Sem prejuízo do desempenho excelente do primeiro ministro Luís Montenegro e dos seus ministros, o estado em que o PS deixou o nosso Estado, o feliz aumento do número de idosos, as questões demográficas, a emigração e  imigração, implicam reformas profundas no Estado Social e na Administração Pública, não sendo possível empurrar com a barriga nem acreditar que tudo se resume a uma melhor gestão e no centrar a discussão na mais ou menos autonomia na gestão nos sistemas públicos.

Para além de ser necessário romper o generalizado silêncio no debate político sobre o princípio básico da Democracia de que a Democracia assenta no governo da maioria (50%+1) e não da maior minoria, importa saber como conseguir então, agora, o tal governo com apoio maioritário.

Duas vias são possíveis:

a) Recorrer a eleições antecipadas
b) Enterrar machados de guerra e linhas vermelhas à direita

Falar neste momento em eleições antecipadas parece um disparate suicida, quando as últimas foram há escassos 3 meses e o Governo ainda não tem obra implementada para apresentar. Aliás os resultados das Europeias são completamente desencorajadores.
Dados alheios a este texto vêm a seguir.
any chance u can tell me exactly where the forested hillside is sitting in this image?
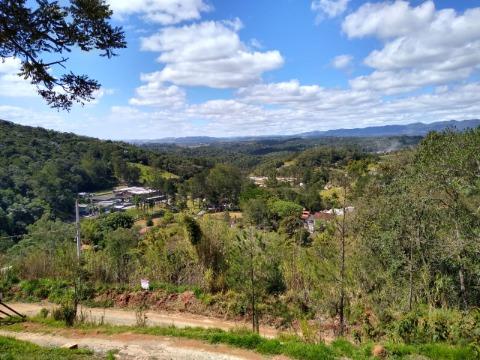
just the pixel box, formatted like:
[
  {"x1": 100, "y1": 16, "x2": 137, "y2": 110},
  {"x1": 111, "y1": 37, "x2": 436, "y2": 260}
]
[
  {"x1": 0, "y1": 120, "x2": 204, "y2": 237},
  {"x1": 0, "y1": 120, "x2": 420, "y2": 239}
]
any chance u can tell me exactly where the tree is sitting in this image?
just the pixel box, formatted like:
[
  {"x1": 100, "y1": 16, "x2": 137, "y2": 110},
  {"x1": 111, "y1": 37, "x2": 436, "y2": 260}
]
[
  {"x1": 242, "y1": 198, "x2": 271, "y2": 229},
  {"x1": 205, "y1": 164, "x2": 243, "y2": 208},
  {"x1": 103, "y1": 228, "x2": 138, "y2": 283},
  {"x1": 124, "y1": 164, "x2": 141, "y2": 185},
  {"x1": 0, "y1": 0, "x2": 126, "y2": 110},
  {"x1": 100, "y1": 212, "x2": 134, "y2": 232},
  {"x1": 268, "y1": 199, "x2": 303, "y2": 220},
  {"x1": 230, "y1": 228, "x2": 268, "y2": 333}
]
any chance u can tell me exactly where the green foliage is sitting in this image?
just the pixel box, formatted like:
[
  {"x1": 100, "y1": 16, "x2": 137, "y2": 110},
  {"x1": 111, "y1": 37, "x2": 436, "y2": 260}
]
[
  {"x1": 0, "y1": 336, "x2": 96, "y2": 359},
  {"x1": 17, "y1": 279, "x2": 71, "y2": 302},
  {"x1": 183, "y1": 215, "x2": 202, "y2": 245},
  {"x1": 103, "y1": 228, "x2": 139, "y2": 283},
  {"x1": 0, "y1": 0, "x2": 126, "y2": 110},
  {"x1": 205, "y1": 164, "x2": 243, "y2": 207},
  {"x1": 100, "y1": 212, "x2": 134, "y2": 232},
  {"x1": 268, "y1": 199, "x2": 303, "y2": 219},
  {"x1": 241, "y1": 198, "x2": 272, "y2": 229},
  {"x1": 0, "y1": 120, "x2": 191, "y2": 241},
  {"x1": 391, "y1": 307, "x2": 480, "y2": 345},
  {"x1": 354, "y1": 128, "x2": 480, "y2": 313}
]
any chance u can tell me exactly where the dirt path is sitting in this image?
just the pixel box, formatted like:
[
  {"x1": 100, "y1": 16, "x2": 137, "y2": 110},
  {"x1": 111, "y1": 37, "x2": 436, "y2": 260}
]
[
  {"x1": 8, "y1": 302, "x2": 279, "y2": 338},
  {"x1": 0, "y1": 329, "x2": 269, "y2": 359}
]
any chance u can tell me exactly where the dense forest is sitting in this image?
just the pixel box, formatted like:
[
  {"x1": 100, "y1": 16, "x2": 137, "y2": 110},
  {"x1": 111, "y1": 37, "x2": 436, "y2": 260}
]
[
  {"x1": 1, "y1": 120, "x2": 479, "y2": 359},
  {"x1": 0, "y1": 120, "x2": 208, "y2": 238},
  {"x1": 0, "y1": 119, "x2": 419, "y2": 238}
]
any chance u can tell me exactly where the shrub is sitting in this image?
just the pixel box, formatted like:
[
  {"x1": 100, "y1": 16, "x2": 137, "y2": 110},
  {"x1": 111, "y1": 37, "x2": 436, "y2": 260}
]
[
  {"x1": 135, "y1": 304, "x2": 148, "y2": 327},
  {"x1": 61, "y1": 302, "x2": 77, "y2": 327},
  {"x1": 391, "y1": 307, "x2": 480, "y2": 345},
  {"x1": 38, "y1": 308, "x2": 49, "y2": 318}
]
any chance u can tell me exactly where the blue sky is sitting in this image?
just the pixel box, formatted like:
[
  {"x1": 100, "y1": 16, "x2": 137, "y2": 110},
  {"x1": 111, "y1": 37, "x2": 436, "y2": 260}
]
[{"x1": 1, "y1": 0, "x2": 480, "y2": 139}]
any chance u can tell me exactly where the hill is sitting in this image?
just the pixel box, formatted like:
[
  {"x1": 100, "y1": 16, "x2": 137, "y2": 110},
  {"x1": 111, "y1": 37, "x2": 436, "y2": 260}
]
[
  {"x1": 0, "y1": 120, "x2": 199, "y2": 239},
  {"x1": 300, "y1": 119, "x2": 480, "y2": 138},
  {"x1": 135, "y1": 119, "x2": 480, "y2": 145}
]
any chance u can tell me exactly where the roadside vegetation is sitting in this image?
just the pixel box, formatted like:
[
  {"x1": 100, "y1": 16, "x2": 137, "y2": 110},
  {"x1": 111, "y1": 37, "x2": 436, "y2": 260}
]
[
  {"x1": 0, "y1": 335, "x2": 99, "y2": 360},
  {"x1": 3, "y1": 314, "x2": 479, "y2": 360}
]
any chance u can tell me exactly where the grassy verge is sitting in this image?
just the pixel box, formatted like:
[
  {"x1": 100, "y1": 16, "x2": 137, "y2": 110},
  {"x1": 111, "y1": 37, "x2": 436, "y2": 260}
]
[
  {"x1": 0, "y1": 336, "x2": 99, "y2": 360},
  {"x1": 3, "y1": 317, "x2": 479, "y2": 360}
]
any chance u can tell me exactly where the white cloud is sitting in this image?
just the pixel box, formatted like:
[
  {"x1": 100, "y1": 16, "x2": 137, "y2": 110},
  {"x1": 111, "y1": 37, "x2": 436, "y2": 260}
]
[
  {"x1": 342, "y1": 1, "x2": 435, "y2": 39},
  {"x1": 344, "y1": 2, "x2": 480, "y2": 93},
  {"x1": 107, "y1": 0, "x2": 211, "y2": 24},
  {"x1": 129, "y1": 81, "x2": 186, "y2": 108},
  {"x1": 4, "y1": 80, "x2": 480, "y2": 139},
  {"x1": 0, "y1": 58, "x2": 36, "y2": 97},
  {"x1": 0, "y1": 105, "x2": 64, "y2": 129},
  {"x1": 311, "y1": 0, "x2": 350, "y2": 22},
  {"x1": 350, "y1": 68, "x2": 472, "y2": 94},
  {"x1": 101, "y1": 81, "x2": 480, "y2": 138},
  {"x1": 139, "y1": 19, "x2": 284, "y2": 88},
  {"x1": 331, "y1": 54, "x2": 353, "y2": 69},
  {"x1": 237, "y1": 80, "x2": 375, "y2": 109}
]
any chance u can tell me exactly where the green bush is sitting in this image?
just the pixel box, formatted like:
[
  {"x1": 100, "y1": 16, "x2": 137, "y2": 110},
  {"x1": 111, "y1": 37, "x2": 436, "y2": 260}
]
[
  {"x1": 391, "y1": 307, "x2": 480, "y2": 345},
  {"x1": 0, "y1": 268, "x2": 19, "y2": 294},
  {"x1": 18, "y1": 279, "x2": 71, "y2": 302},
  {"x1": 38, "y1": 308, "x2": 49, "y2": 318},
  {"x1": 51, "y1": 292, "x2": 77, "y2": 327}
]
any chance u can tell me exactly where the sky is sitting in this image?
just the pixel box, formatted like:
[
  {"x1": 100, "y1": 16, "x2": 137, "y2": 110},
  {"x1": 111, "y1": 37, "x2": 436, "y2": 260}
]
[{"x1": 1, "y1": 0, "x2": 480, "y2": 139}]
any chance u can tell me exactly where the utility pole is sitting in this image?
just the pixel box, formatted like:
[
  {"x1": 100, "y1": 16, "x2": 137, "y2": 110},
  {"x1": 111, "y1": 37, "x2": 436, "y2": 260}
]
[
  {"x1": 74, "y1": 198, "x2": 82, "y2": 321},
  {"x1": 75, "y1": 198, "x2": 81, "y2": 261}
]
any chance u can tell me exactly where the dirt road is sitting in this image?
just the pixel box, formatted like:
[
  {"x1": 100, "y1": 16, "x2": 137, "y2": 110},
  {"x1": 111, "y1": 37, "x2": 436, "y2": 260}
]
[
  {"x1": 8, "y1": 302, "x2": 279, "y2": 338},
  {"x1": 0, "y1": 329, "x2": 269, "y2": 359}
]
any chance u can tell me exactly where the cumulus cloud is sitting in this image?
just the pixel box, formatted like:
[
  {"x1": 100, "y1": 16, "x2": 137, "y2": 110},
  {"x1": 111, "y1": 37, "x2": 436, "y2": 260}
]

Apontar para o momento da votação (negativa) do Orçamento de Estado também não parece melhor ideia, porque nessa altura já haverá a noção que não existem milagres e os problemas continuam.  O governo nessa altura poderá encontrar-se já cercado de reivindicações por todos os lados e com um Ministro das Finanças barricado.

A política centrista seguida pelo Governo elegendo o PS como parceiro preferencial para negociar e evitando tudo o que possa criar atritos com o status quo também não deixa margem de razão para serem precisas eleições.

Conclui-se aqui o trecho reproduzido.